Wagner W, von Eiff M, Klinke F, Micke O, Rübe C, Willich N

机构信息

Paracelsus-Strahlenklinik, Osnabrück.

出版信息

Strahlenther Onkol. 1995 Jul;171(7):390-7.

PMID:7631260
Abstract

PURPOSE

In the last years new encouraging methods in the therapy of bronchial carcinoma have been elaborated. The early stages of bronchial carcinoma are still a domain of operative treatment. The long-term results of surgical treatment for locally advanced disease are considered to be unfavourable.

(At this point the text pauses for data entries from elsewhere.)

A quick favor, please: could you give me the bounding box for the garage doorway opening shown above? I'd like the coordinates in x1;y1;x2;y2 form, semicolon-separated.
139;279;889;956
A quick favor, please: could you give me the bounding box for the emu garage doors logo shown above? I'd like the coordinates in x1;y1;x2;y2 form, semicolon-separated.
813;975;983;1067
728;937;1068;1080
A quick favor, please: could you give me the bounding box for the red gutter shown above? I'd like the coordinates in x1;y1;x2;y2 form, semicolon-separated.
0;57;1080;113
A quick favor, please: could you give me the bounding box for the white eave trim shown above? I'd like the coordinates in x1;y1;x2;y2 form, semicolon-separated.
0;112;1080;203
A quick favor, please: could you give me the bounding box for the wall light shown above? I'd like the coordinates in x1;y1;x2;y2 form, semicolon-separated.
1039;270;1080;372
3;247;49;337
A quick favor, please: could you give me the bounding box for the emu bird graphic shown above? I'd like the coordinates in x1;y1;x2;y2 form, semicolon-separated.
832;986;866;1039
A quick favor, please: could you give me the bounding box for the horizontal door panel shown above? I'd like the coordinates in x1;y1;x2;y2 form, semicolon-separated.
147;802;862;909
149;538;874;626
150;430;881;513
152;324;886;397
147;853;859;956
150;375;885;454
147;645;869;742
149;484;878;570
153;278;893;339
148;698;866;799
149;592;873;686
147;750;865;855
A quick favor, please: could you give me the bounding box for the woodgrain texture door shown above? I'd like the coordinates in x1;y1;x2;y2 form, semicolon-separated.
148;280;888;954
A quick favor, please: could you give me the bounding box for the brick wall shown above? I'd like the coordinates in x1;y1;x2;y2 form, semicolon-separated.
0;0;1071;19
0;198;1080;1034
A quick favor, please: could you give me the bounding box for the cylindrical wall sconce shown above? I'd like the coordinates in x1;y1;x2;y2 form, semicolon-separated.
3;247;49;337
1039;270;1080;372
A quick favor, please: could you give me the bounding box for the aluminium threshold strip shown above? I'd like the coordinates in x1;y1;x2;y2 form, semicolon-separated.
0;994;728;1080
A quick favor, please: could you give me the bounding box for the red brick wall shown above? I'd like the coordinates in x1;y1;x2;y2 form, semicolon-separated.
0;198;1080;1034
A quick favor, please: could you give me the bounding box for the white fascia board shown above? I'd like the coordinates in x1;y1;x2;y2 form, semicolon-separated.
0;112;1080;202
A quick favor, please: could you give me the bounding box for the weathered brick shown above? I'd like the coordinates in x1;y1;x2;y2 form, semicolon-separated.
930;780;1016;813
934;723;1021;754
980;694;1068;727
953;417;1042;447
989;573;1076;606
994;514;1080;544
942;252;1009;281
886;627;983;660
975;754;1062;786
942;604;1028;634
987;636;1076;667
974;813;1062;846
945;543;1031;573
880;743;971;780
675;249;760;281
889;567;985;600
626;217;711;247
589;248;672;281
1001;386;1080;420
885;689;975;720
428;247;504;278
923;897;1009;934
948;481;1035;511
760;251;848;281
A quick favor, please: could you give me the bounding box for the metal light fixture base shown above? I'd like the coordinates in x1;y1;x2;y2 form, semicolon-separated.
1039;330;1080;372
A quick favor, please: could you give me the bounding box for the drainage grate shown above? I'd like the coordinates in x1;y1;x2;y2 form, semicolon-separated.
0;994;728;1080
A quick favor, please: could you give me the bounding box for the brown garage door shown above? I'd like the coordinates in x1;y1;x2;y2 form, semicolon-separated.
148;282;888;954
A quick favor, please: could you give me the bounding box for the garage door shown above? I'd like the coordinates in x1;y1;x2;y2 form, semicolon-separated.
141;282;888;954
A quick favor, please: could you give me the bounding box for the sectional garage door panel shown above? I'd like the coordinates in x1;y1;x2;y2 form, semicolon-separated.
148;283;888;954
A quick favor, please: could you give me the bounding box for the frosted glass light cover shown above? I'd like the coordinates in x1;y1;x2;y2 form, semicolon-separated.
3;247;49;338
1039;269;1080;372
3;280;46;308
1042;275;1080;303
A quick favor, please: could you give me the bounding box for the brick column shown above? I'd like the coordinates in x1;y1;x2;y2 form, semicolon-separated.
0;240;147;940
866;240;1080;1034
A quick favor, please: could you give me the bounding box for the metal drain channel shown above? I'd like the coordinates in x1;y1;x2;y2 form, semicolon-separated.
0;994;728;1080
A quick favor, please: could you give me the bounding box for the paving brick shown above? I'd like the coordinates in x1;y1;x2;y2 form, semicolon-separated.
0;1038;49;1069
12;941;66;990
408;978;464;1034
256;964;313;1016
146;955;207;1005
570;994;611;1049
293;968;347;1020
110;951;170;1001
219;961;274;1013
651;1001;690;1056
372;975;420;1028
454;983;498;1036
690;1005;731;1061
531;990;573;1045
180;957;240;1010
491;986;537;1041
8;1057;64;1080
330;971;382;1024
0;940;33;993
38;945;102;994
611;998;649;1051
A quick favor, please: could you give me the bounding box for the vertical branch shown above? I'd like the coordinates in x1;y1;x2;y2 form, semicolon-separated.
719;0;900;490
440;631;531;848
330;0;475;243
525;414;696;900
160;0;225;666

Multimodal treatment concepts with simultaneous or consecutive application of radio-chemotherapy followed by surgical resection seem to reveal improved possibilities of therapy.

PATIENTS AND METHODS

General treatment consists of 2 blocks of neoadjuvant chemotherapy with carboplatin, ifosfamide and etoposide, followed by a third course, consisting of carboplatin and vindesine. Simultaneously with the third course a hyperfractionated, accelerated radiotherapy with a single dose of 1.5 Gy 10 times per week is applied. The total dose is 45 Gy in 3 weeks, given at least to the 80% isodose. After restaging, tumor resection is carried out. Patients without tumor are randomized for prophylactic brain irradiation.

RESULTS

From January 1992 up to 1.10.1993 25 patients have been treated in accordance to the study. All tumors were locally advanced (stage IIIa and IIIb). Until 1.10.1993 4 patients died, 2 of them certainly related to the tumor. Thirteen patients have been resected after neoadjuvant treatment. In 11 of these cases a R0-, and in 2 cases a R1 resection has been carried out. Tumor cells have been found only in 5 histologies. The hematotoxic side effects under competing RTX/CTX seemed to be unproblematical (RTOG/grade II). Problems occurred with 4 cases of serious esophagitis (RTOG/grade III to IV) and 2 cases of pneumonitis with 1 case ending lethally.

CONCLUSION

Preliminary results of our study show the feasibility of multimodal treatment. A favourable 1-year survival rate after aggressive multimodal therapy and a high resection rate in previously unresectable patients could be demonstrated.